Logic-Specific Benchs (Micro-benchmarking)

For fine-grained benchmarking of specific components, we use Divan. These are located in crates/locus-core/benches.

# Run all micro-benchmarks
cargo bench

# Run specific micro-benchmark (e.g., real-world data)
cargo bench --bench real_data_bench
cargo bench --bench decoding_real_bench

Mutually Exclusive Telemetry Matrix

Locus implements a zero-cost, mutually exclusive telemetry architecture for its regression tests to avoid the "Observer Effect". You cannot simultaneously emit structured JSON logs and capture high-fidelity Tracy profiles without the JSON serialization skewing the nanosecond timings.

To resolve this, we decouple the profilers at the CI level using TELEMETRY_MODE.

Human Mode (Tracy)

Captures pristine binary traces for GUI analysis.

# Tracy client is assumed to be running or capturing headlessly
TRACY_NO_INVARIANT_CHECK=1 TELEMETRY_MODE=tracy cargo test --release --test regression_icra2020 --features tracy,bench-internals -- --test-threads=1

Agent/CI Mode (JSON)

Dumps structured pipeline timings to target/profiling/*_events.json for AI analysis and automated regression tracking.

TELEMETRY_MODE=json cargo test --release --test regression_icra2020 --features bench-internals -- --test-threads=1

Performance Reports

Current

Historical

Performance Evolution (Mar 2–16) — consolidated timeline of superseded reports

Python Developer CLI

The tools/cli.py tool is the central entry point for high-level evaluations and development tasks.

Data Preparation

Before running benchmarks, download all required datasets (AprilTag Mosaic and ICRA 2020):

PYTHONPATH=. uv run --group bench tools/cli.py bench prepare

Real-World Evaluation

Evaluate performance on the ICRA 2020 dataset scenarios (forward, circle):

# Basic run on Locus
PYTHONPATH=. uv run --group bench tools/cli.py bench real --scenarios forward

# Compare against OpenCV and AprilTag 3
PYTHONPATH=. uv run --group bench tools/cli.py bench real --scenarios forward --compare

Regression Tracking (Baselines)

You can save a "Golden Baseline" and compare current performance against it.

# Save a baseline
PYTHONPATH=. uv run --group bench tools/cli.py bench real --scenarios forward --save-baseline docs/engineering/benchmarking/baseline.json

# Compare current run against baseline
PYTHONPATH=. uv run --group bench tools/cli.py bench real --scenarios forward --baseline docs/engineering/benchmarking/baseline.json

Deep Profiling (Tracy)

Locus supports high-fidelity profiling using the Tracy Profiler.

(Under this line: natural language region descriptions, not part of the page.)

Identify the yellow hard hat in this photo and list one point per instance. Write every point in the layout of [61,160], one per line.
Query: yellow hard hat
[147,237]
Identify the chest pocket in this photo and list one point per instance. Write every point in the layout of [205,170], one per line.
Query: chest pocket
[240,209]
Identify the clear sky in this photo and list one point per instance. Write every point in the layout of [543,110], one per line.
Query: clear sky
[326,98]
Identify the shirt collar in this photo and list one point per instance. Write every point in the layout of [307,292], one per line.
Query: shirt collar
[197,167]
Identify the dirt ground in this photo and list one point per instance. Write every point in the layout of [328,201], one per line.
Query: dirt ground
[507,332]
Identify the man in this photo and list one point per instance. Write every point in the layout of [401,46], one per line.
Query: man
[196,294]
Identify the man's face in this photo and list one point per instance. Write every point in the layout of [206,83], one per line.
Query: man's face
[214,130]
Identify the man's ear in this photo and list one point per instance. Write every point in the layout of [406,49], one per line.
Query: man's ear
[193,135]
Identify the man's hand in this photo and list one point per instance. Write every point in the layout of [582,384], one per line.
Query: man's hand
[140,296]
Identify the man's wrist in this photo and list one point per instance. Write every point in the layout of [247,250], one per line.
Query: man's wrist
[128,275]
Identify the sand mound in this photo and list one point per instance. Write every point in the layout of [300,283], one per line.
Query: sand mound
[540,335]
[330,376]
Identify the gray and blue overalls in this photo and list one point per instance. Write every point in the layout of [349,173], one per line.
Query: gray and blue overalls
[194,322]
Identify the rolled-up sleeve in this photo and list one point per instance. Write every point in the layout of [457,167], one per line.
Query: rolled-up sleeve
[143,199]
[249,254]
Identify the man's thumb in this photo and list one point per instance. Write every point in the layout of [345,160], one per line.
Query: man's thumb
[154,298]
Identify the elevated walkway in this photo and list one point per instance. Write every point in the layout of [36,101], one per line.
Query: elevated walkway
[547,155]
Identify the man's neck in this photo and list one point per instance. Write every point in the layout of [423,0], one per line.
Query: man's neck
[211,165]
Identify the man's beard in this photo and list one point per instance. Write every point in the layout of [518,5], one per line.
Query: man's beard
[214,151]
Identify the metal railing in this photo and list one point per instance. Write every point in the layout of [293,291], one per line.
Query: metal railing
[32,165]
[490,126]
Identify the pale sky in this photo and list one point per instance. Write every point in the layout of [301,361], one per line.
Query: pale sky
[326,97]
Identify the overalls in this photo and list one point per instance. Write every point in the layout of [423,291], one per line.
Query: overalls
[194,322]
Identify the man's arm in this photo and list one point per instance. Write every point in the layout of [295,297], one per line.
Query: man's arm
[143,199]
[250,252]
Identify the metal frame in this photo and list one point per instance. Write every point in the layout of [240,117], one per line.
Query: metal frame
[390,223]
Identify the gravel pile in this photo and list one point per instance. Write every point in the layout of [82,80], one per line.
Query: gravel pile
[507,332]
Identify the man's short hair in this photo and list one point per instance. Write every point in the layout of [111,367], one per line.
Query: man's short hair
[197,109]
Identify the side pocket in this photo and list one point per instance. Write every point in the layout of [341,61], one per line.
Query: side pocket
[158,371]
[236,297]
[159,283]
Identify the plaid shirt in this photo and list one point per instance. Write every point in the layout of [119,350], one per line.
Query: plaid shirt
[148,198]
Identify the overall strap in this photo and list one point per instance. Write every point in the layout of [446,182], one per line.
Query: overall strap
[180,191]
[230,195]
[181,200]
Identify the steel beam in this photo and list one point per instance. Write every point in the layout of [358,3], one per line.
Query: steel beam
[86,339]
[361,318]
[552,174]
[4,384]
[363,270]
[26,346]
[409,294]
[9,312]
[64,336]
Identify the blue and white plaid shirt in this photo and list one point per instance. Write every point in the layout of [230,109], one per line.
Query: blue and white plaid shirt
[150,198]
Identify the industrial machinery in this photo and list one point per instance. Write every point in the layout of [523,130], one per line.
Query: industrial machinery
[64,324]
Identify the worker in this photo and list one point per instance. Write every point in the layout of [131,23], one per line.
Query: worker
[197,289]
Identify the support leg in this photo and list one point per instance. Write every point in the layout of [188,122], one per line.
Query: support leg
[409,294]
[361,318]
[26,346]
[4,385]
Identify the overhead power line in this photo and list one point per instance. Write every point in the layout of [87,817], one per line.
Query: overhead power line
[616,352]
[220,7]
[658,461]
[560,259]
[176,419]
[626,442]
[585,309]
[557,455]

Rebuild with Tracy support:
```
uv run maturin develop -r -F tracy
```
Start the Tracy GUI client.
Run benchmark with profiling flag:
```
# Add --profile to any 'bench real' command
PYTHONPATH=. uv run --group bench tools/cli.py bench real --profile --limit 5
```
Note: On some Linux systems, you may need TRACY_NO_INVARIANT_CHECK=1 if your CPU doesn't support invariant TSC.

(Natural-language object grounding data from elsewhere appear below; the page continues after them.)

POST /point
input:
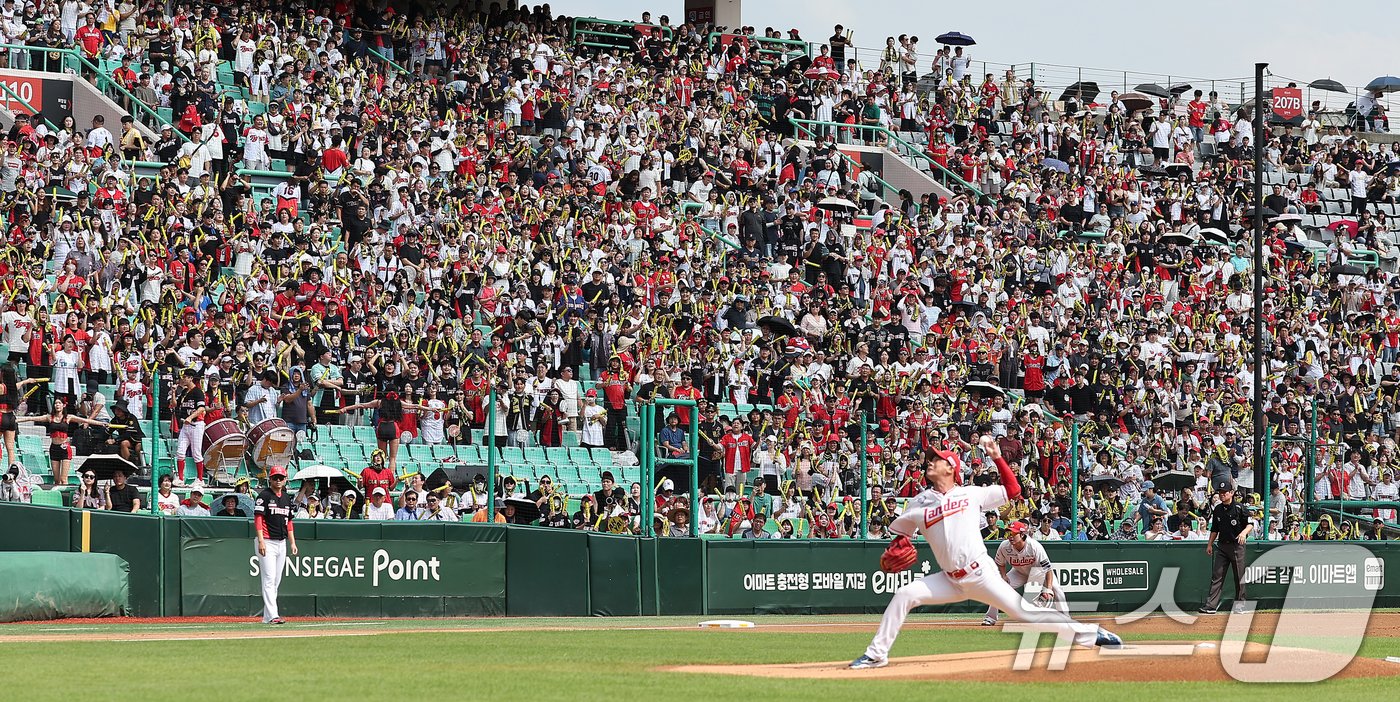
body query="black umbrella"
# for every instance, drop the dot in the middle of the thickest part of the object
(1179, 238)
(984, 390)
(1136, 101)
(955, 39)
(1329, 86)
(1173, 481)
(779, 327)
(525, 510)
(1214, 236)
(104, 465)
(969, 308)
(1152, 88)
(1383, 84)
(1106, 481)
(1084, 90)
(1175, 170)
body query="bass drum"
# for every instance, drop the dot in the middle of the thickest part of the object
(273, 443)
(224, 443)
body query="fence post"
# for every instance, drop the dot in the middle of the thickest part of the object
(1311, 479)
(865, 422)
(648, 477)
(1267, 478)
(490, 457)
(1074, 481)
(156, 432)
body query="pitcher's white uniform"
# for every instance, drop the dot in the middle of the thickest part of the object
(949, 521)
(1028, 565)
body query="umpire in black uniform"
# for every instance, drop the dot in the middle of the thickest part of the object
(1229, 528)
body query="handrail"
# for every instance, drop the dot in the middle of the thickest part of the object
(27, 105)
(149, 111)
(574, 31)
(811, 135)
(766, 45)
(387, 60)
(910, 152)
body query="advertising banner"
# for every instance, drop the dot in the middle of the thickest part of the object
(791, 576)
(349, 568)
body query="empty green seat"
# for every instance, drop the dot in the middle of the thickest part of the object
(48, 498)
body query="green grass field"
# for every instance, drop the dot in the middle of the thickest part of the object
(504, 660)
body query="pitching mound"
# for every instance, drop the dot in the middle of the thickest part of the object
(1138, 662)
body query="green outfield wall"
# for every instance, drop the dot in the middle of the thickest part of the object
(206, 566)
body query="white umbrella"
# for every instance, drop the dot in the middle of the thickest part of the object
(837, 205)
(317, 471)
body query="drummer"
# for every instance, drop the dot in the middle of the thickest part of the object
(261, 398)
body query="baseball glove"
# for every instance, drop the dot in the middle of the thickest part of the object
(899, 555)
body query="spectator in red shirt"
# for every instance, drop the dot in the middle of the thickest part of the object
(738, 454)
(90, 38)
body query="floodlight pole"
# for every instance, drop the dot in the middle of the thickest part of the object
(1260, 458)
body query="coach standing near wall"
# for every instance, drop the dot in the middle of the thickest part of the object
(272, 524)
(1229, 528)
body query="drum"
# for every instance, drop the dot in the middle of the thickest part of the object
(272, 442)
(224, 443)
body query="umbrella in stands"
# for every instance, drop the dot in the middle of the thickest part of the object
(776, 325)
(1176, 170)
(1329, 86)
(1348, 226)
(837, 205)
(1214, 236)
(1084, 91)
(984, 390)
(104, 465)
(525, 510)
(1152, 88)
(245, 502)
(1136, 101)
(1173, 481)
(317, 471)
(955, 39)
(1180, 238)
(1383, 84)
(1106, 481)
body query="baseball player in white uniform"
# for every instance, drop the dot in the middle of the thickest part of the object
(947, 514)
(1024, 561)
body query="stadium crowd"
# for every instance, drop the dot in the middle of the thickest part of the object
(587, 230)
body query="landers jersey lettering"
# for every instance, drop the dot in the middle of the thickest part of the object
(949, 521)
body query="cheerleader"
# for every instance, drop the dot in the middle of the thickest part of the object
(59, 425)
(10, 387)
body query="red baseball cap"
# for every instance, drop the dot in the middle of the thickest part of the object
(952, 458)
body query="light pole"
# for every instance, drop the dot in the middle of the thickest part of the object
(1260, 458)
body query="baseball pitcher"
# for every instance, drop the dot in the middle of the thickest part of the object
(947, 514)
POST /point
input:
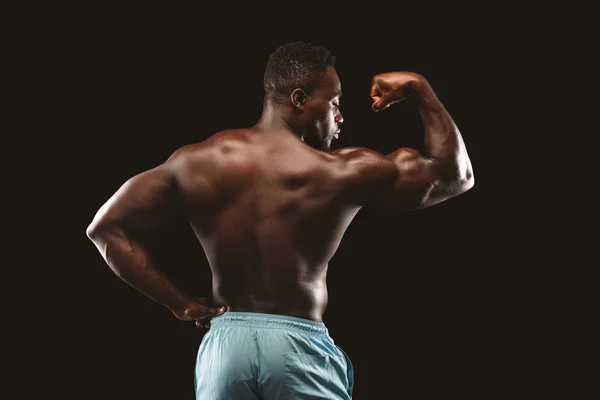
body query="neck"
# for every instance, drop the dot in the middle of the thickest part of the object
(274, 119)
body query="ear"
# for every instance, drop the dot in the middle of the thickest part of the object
(298, 98)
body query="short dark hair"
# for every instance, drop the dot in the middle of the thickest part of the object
(296, 65)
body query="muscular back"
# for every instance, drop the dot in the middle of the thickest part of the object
(269, 213)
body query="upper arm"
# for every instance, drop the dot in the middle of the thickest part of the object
(402, 180)
(143, 202)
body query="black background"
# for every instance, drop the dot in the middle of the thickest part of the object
(426, 304)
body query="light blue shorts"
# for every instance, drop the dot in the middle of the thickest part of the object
(257, 356)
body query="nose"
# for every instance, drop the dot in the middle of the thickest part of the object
(339, 119)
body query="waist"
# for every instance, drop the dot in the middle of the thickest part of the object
(268, 321)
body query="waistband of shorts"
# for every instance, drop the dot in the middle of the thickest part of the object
(263, 320)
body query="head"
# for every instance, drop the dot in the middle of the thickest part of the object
(301, 82)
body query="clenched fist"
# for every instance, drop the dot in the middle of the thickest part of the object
(391, 87)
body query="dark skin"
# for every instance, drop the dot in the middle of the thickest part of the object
(270, 210)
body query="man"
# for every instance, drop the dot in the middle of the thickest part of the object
(270, 211)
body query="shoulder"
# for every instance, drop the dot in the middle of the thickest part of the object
(218, 143)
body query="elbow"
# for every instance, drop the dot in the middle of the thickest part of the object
(97, 229)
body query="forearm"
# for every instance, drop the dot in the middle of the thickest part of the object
(443, 141)
(131, 262)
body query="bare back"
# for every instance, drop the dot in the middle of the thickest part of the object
(274, 221)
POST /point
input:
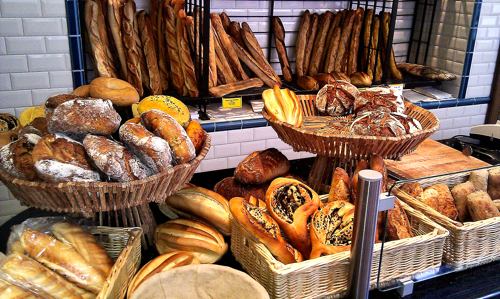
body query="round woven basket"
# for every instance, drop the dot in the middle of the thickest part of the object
(345, 145)
(92, 197)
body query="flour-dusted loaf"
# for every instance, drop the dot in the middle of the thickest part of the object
(261, 167)
(152, 150)
(84, 116)
(61, 159)
(114, 160)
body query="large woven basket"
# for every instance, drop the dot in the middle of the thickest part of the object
(469, 244)
(91, 197)
(124, 247)
(328, 276)
(346, 146)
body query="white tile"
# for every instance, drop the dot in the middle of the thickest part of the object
(61, 79)
(53, 8)
(5, 82)
(25, 45)
(13, 63)
(214, 164)
(227, 150)
(48, 62)
(232, 162)
(40, 95)
(57, 44)
(11, 27)
(15, 98)
(30, 80)
(250, 147)
(20, 8)
(43, 26)
(219, 137)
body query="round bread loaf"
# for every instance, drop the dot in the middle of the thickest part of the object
(61, 159)
(168, 128)
(120, 92)
(152, 150)
(114, 160)
(84, 116)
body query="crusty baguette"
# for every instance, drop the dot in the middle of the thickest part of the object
(222, 90)
(319, 43)
(147, 40)
(173, 48)
(344, 41)
(187, 66)
(94, 22)
(255, 50)
(352, 65)
(115, 10)
(267, 78)
(227, 47)
(131, 51)
(279, 41)
(311, 36)
(301, 43)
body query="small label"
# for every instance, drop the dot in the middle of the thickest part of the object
(232, 103)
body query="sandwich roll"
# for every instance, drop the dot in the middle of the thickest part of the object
(201, 240)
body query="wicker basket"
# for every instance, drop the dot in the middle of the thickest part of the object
(124, 247)
(347, 146)
(469, 244)
(91, 197)
(327, 276)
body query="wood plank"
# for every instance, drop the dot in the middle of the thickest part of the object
(432, 158)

Visual Debugging with Rerun

For diagnosing recall issues or tuning parameters, use the specialized visualization tool:

uv run tools/cli.py visualize --scenario forward --limit 5

Locus provides a high-fidelity debugging pipeline integrated with the Rerun SDK.

Features

Convergence Tracking: Visualize subpixel jitter (yellow arrows) and reprojection errors (scalar plots) for every tag.
Failure Diagnosis: Differentiate between geometric rejections (Red) and decoding failures (Orange).
Remote & Edge Ready: Debug edge devices remotely using --rerun-addr to stream to a local Rerun viewer.

For a comprehensive walkthrough, see the How-to Guide: Debugging with Rerun.